Materials chemistry is at a critical juncture with a massive growth of data from computational and experimental sources, made possible by efficient ab-initio methods, rapidly expanding computing resources, as well as recent advances in high-throughput/robotic laboratories. These data repositories now provide ready access to millions of datapoints of materials properties for use in chemical and materials informatics. Such resources have the potential to greatly accelerate scientific knowledge and engineering, provided suitable methods exist to effectively and reliably leverage the data. However, this can be challenging due to the need to account for the many intrinsic physical (quantum mechanical) complexities underlying these systems, necessitating the careful application of machine learning models and the effective inclusion of domain information and physical constraints. Our group at Georgia Tech develops novel computational approaches which can capture these complexities for use in mapping or populating the chemical/materials space. These include data-driven methods for learning representations of atomistic systems, fitting potential energy surfaces, obtaining interpretable latent spaces of chemical systems, and for building new materials at the atomic level.

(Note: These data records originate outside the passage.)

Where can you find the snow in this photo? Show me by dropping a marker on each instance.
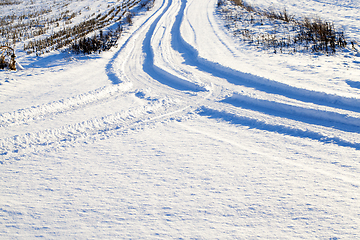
(183, 131)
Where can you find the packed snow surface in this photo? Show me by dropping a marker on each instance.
(183, 131)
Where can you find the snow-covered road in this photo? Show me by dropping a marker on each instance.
(182, 132)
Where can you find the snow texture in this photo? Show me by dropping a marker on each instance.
(183, 131)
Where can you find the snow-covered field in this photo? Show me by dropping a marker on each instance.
(183, 131)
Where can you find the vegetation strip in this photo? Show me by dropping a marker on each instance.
(281, 31)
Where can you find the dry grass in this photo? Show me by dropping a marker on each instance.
(312, 34)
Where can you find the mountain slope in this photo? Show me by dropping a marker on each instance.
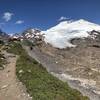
(60, 35)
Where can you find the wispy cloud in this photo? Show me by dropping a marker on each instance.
(19, 22)
(7, 16)
(62, 18)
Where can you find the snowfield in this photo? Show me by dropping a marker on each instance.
(60, 35)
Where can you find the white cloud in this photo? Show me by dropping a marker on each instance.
(19, 22)
(62, 18)
(1, 24)
(7, 16)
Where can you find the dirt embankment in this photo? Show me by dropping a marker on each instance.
(10, 87)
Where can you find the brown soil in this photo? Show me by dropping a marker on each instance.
(10, 87)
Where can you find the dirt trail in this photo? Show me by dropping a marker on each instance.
(55, 69)
(10, 87)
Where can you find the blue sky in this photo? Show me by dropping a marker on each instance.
(18, 15)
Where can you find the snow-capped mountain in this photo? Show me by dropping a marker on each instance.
(60, 35)
(31, 33)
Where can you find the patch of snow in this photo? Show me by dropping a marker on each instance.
(60, 35)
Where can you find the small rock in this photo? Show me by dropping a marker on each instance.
(5, 86)
(21, 71)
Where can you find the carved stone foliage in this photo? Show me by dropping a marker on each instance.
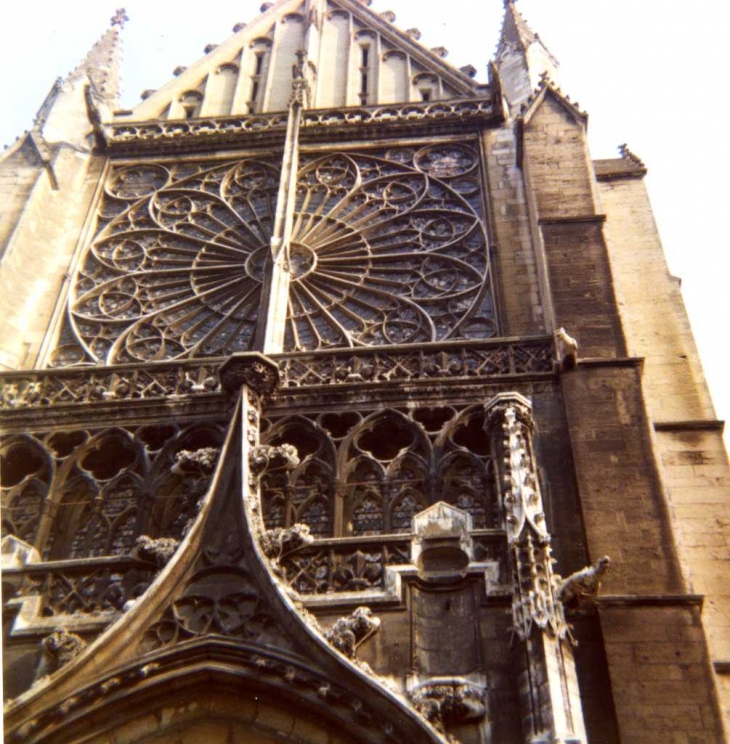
(91, 493)
(323, 569)
(306, 493)
(467, 359)
(87, 589)
(387, 466)
(348, 633)
(387, 247)
(157, 550)
(34, 389)
(219, 602)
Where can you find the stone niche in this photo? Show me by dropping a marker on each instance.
(442, 546)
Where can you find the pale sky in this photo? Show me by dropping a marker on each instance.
(649, 73)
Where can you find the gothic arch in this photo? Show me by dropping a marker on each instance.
(384, 467)
(26, 471)
(465, 473)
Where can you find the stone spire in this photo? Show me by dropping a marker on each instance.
(522, 58)
(86, 98)
(103, 62)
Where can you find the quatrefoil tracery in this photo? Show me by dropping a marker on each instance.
(386, 248)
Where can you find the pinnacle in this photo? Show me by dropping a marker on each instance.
(102, 63)
(515, 29)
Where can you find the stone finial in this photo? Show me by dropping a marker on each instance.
(119, 18)
(627, 154)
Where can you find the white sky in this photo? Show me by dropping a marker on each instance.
(649, 73)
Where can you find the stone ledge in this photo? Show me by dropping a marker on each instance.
(650, 600)
(576, 220)
(690, 425)
(611, 362)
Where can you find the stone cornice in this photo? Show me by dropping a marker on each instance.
(159, 135)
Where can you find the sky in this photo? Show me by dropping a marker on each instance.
(649, 73)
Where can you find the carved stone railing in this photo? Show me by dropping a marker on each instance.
(401, 113)
(467, 360)
(53, 387)
(344, 565)
(461, 359)
(357, 564)
(124, 134)
(88, 589)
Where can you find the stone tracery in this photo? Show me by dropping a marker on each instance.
(388, 247)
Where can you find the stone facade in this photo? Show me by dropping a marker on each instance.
(348, 394)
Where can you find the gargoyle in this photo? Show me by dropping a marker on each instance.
(566, 349)
(59, 648)
(582, 586)
(449, 701)
(348, 633)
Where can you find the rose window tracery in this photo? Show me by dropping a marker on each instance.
(387, 247)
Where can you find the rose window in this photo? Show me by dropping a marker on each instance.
(386, 248)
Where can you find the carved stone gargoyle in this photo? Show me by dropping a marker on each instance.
(445, 701)
(59, 648)
(582, 587)
(566, 350)
(350, 632)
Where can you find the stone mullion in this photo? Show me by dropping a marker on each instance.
(550, 701)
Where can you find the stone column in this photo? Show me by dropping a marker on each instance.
(256, 377)
(550, 700)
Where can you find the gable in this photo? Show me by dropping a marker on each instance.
(355, 56)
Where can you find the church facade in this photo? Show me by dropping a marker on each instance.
(348, 399)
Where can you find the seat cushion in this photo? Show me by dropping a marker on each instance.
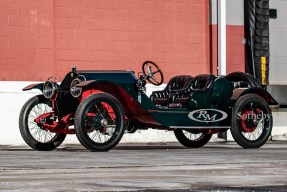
(200, 83)
(178, 82)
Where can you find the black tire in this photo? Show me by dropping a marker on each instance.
(251, 121)
(90, 119)
(243, 77)
(185, 138)
(32, 134)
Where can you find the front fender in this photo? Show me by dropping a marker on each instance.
(34, 86)
(255, 90)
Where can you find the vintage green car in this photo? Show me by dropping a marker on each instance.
(100, 106)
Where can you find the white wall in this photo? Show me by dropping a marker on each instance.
(12, 98)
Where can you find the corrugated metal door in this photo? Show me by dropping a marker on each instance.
(278, 44)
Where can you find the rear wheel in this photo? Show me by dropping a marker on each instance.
(36, 137)
(251, 121)
(99, 122)
(192, 139)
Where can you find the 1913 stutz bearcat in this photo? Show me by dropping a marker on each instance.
(100, 106)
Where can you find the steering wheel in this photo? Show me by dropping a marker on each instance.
(152, 73)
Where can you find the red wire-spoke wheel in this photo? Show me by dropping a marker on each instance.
(33, 134)
(99, 122)
(251, 121)
(152, 73)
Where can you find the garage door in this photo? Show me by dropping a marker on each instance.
(278, 44)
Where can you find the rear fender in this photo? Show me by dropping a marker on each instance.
(34, 86)
(255, 90)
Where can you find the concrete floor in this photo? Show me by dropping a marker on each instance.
(146, 167)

We are interested in applying these methods to discover and design new functional materials for applications including catalysis, carbon capture and utilization, energy storage, and neuromorphic devices. We also seek to understand the underlying physiochemical phenomena governing the properties of materials from a data-driven perspective, relating to molecular activation on surfaces, chemical bonding in solids and interfaces, and strong electron correlation. Some specific ongoing projects are as follows:

Surrogate models for quantum chemistry

Ab initio quantum chemistry simulations are widely employed to obtain a broad range of materials properties, and its usage takes up almost a third of the share of computational resources on current high-performance computing centers. The cost of these calculations, especially at the higher levels of theory needed to provide accurate energetics, model excited states, and capture strong electron correlation represents a substantial bottleneck for computational studies and makes the study of these complex phenomena prohibitively expensive. To address this problem, we develop machine learning models which act as surrogates to these quantum chemistry methods for systems of arbitrary structural and compositional complexity and scalable to large system sizes.

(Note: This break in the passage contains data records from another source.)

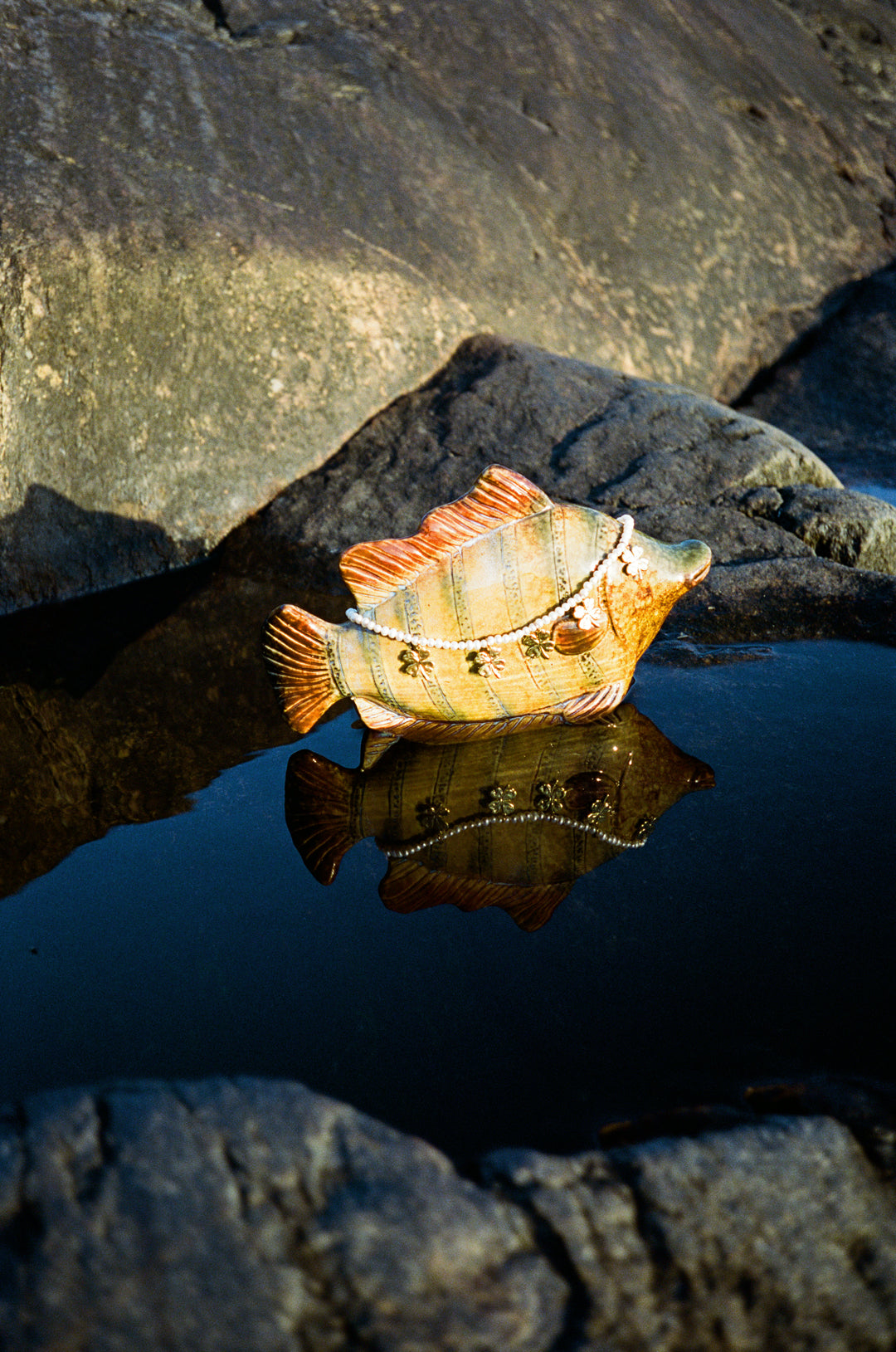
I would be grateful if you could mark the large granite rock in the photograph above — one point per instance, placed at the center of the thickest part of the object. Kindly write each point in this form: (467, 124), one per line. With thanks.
(837, 388)
(260, 1216)
(231, 232)
(794, 554)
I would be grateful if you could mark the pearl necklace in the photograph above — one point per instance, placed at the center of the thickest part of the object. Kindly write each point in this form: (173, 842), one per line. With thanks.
(517, 819)
(515, 634)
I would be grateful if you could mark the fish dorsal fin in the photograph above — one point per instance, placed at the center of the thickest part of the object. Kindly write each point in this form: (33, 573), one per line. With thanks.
(378, 568)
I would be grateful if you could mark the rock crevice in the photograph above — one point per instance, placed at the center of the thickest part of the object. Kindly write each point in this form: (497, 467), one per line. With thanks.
(245, 1213)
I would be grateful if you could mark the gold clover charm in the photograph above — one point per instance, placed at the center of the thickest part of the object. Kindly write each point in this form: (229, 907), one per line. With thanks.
(550, 797)
(499, 801)
(433, 814)
(485, 663)
(599, 812)
(415, 661)
(538, 644)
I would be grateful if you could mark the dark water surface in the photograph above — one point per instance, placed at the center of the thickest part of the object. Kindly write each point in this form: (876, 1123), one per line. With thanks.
(752, 937)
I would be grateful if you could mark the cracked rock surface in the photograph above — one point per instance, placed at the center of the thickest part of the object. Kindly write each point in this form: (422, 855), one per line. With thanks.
(794, 554)
(246, 1214)
(837, 388)
(232, 232)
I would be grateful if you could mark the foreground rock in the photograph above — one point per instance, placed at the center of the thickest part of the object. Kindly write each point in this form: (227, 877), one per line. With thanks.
(236, 230)
(794, 554)
(246, 1214)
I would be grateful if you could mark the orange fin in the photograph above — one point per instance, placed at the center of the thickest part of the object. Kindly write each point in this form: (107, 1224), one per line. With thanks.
(295, 649)
(412, 887)
(375, 745)
(584, 709)
(318, 812)
(376, 569)
(382, 718)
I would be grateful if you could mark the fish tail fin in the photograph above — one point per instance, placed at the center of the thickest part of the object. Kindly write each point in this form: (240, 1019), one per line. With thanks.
(318, 812)
(295, 649)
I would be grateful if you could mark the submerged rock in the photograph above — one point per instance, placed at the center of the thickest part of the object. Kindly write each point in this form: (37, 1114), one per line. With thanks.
(258, 1214)
(234, 232)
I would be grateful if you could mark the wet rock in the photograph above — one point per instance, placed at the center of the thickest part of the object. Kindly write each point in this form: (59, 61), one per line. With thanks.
(251, 225)
(683, 466)
(251, 1214)
(247, 1214)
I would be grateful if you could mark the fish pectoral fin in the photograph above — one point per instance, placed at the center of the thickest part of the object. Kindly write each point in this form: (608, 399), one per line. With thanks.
(318, 812)
(382, 718)
(412, 887)
(295, 652)
(584, 709)
(375, 747)
(377, 568)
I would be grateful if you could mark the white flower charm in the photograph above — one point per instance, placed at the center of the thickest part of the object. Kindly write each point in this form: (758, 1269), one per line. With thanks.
(633, 560)
(588, 614)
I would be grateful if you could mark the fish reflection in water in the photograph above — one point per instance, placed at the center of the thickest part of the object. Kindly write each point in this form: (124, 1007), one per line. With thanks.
(509, 822)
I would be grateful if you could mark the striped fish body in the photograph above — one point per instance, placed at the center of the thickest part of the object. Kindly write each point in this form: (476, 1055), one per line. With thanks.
(457, 630)
(509, 822)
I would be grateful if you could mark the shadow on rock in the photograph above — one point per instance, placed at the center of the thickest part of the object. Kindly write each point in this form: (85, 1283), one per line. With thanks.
(53, 549)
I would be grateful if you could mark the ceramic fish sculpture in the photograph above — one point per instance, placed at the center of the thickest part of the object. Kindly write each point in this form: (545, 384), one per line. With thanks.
(504, 612)
(509, 822)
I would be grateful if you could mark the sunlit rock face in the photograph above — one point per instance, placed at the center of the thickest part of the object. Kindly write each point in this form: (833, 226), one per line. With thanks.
(794, 554)
(232, 232)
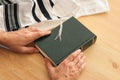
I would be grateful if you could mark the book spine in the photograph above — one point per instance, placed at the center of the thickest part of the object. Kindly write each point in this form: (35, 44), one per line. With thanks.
(88, 43)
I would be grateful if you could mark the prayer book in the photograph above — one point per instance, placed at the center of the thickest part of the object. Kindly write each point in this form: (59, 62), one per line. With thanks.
(73, 35)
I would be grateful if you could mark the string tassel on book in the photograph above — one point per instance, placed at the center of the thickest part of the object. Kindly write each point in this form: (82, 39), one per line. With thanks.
(60, 33)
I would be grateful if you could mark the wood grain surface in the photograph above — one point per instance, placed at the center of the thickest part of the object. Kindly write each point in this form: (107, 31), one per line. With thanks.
(103, 58)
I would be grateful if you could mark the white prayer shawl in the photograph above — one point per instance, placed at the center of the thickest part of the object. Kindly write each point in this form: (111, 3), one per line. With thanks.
(16, 14)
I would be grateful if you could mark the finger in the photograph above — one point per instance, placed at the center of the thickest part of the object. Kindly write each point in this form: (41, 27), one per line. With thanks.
(38, 34)
(81, 62)
(33, 29)
(28, 50)
(73, 55)
(49, 65)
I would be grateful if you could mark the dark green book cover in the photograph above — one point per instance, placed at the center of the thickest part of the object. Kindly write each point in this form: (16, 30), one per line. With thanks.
(74, 36)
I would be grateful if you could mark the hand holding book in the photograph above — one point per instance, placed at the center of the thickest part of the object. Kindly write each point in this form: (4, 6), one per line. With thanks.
(69, 69)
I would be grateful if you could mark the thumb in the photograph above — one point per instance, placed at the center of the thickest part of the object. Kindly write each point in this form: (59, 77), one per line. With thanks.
(28, 50)
(49, 65)
(39, 34)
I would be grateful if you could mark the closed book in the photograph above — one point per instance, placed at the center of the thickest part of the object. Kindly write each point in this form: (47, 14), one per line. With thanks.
(74, 35)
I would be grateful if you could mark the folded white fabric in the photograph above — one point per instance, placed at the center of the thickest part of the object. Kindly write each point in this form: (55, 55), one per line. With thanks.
(76, 8)
(16, 14)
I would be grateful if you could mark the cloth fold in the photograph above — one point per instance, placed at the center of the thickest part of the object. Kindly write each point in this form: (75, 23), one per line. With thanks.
(17, 14)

We are currently developing graph neural network models which takes atomic structure as input and predicts energies, forces, as well as a wide range of other materials properties such as density of states.

Data-driven inverse design

One of the greatest challenges in chemical/materials discovery is being able to design completely novel materials given a set of desired properties or functionalities, or inverse design. Traditionally, this can be a long and arduous process requiring human (chemical) intuition and existing design principles to accomplish. However, human-based design can barely keep up with the rapidly expanding repositories of scientific data available for query, nor can it satisfy the needs of high throughput synthesis and automated experimentation workflows. Here we investigate ways to accelerate or automate this design process through computational methods and data-driven approaches such as generative models. Examples include using invertible neural networks to solve inverse problems in materials design, and creating algorithms for invertible representations for use in atomic structure generation.

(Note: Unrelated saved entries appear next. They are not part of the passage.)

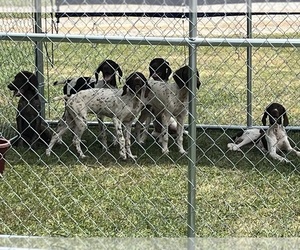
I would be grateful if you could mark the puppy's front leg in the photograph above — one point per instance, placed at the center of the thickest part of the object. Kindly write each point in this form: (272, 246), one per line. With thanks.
(165, 135)
(128, 140)
(272, 143)
(20, 141)
(120, 137)
(180, 134)
(103, 137)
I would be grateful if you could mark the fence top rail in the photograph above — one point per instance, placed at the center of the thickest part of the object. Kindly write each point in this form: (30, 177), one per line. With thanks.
(181, 41)
(166, 14)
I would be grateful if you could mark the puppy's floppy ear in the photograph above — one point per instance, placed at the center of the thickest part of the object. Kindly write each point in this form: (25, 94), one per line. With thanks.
(168, 70)
(97, 72)
(264, 118)
(124, 90)
(120, 72)
(285, 118)
(181, 76)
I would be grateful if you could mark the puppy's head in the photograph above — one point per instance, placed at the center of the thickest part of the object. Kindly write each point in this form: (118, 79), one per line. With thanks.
(109, 68)
(159, 69)
(135, 83)
(276, 113)
(181, 77)
(23, 83)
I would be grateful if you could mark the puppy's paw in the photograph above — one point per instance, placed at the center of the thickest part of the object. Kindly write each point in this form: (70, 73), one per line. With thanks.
(233, 147)
(48, 152)
(165, 151)
(182, 151)
(83, 156)
(284, 160)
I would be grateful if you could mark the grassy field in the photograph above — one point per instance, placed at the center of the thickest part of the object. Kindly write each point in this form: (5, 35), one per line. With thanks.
(238, 194)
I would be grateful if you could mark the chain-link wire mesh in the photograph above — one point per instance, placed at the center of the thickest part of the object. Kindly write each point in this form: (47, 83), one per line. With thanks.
(244, 194)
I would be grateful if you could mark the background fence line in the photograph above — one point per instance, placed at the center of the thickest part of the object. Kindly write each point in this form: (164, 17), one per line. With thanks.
(194, 43)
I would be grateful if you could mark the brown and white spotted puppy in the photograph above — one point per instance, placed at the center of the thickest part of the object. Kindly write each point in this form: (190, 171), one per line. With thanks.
(170, 100)
(109, 69)
(30, 124)
(159, 70)
(273, 140)
(122, 105)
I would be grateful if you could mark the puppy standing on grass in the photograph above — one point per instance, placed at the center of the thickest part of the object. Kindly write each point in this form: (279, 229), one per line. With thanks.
(275, 138)
(120, 105)
(30, 125)
(109, 69)
(170, 101)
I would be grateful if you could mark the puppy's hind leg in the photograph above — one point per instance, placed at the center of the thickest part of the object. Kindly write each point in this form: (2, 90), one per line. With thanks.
(79, 128)
(102, 135)
(127, 132)
(120, 137)
(55, 138)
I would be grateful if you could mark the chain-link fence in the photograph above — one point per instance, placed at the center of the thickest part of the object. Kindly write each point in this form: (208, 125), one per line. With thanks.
(247, 56)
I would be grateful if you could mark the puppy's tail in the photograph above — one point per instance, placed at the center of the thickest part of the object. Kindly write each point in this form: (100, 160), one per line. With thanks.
(61, 97)
(59, 82)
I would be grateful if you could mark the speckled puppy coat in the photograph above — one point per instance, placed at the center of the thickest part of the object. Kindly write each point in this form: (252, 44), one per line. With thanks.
(121, 105)
(170, 100)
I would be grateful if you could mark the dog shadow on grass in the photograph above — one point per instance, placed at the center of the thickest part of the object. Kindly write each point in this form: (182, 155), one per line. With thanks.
(211, 151)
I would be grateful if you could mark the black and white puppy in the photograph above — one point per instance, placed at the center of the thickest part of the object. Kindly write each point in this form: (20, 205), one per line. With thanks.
(109, 69)
(159, 69)
(273, 140)
(166, 101)
(30, 124)
(120, 105)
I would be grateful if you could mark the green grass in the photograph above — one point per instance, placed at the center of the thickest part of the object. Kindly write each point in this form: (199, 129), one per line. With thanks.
(237, 194)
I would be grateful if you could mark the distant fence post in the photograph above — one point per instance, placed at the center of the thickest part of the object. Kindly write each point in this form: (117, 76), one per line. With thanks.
(39, 59)
(192, 125)
(249, 65)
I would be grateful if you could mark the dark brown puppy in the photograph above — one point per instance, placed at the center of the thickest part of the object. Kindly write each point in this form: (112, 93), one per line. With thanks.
(30, 125)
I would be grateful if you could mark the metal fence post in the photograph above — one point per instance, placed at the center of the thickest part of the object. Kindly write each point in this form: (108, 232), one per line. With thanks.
(192, 125)
(39, 59)
(249, 65)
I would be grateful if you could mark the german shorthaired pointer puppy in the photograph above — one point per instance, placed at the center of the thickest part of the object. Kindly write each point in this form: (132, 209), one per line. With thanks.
(122, 105)
(273, 140)
(169, 101)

To design a new material, just defining the chemical compositions are not enough - it is also necessary to know their atomic or crystal structure. For efficient generation, an invertible representation of the atomic structure is needed which satisfies rotational, translational, and permutational invariances. We are currently exploring new representations of materials suitable for structure generation, and designing algorithms to make existing representations invertible back to their positions.

Chemically-informed machine learning

Incorporating domain knowledge and ensuring physically meaningful or consistent results from the machine learning models can be a necessity in situations with small datasets, modelling non-equilibirum systems, and for problems which are extrapolative in nature. We explore how chemical knowledge and contraints can be used to improve the performance of machine learning models through various avenues. These include the engineering of chemically meaningful features, applying constraints to the model architechture, or by conditioning the training of the model itself to more meaningful solutions.

The density of states of a surface can reveal important information about their chemical properties, including its interaction with molecular adsorbates. We created a machine learning model using convolutional neural networks which can identify the features which govern adsorption and accurately predict the energetics of this process.

High-throughput computational simulations

In scientific machine learning, data can hardly be considered to be static but is instead constantly changing to reflect deficiencies in performance and changing problem specifications. Our group also performs quantum chemistry simulations, primarily density functional theory, in a high-throughput manner to provide data for machine learning models. We are working to close the loop between data generation and model development through automated simulation workflows and data sampling strategies.

We run our simulations on high performance supercomputers such as Perlmutter and Frontier.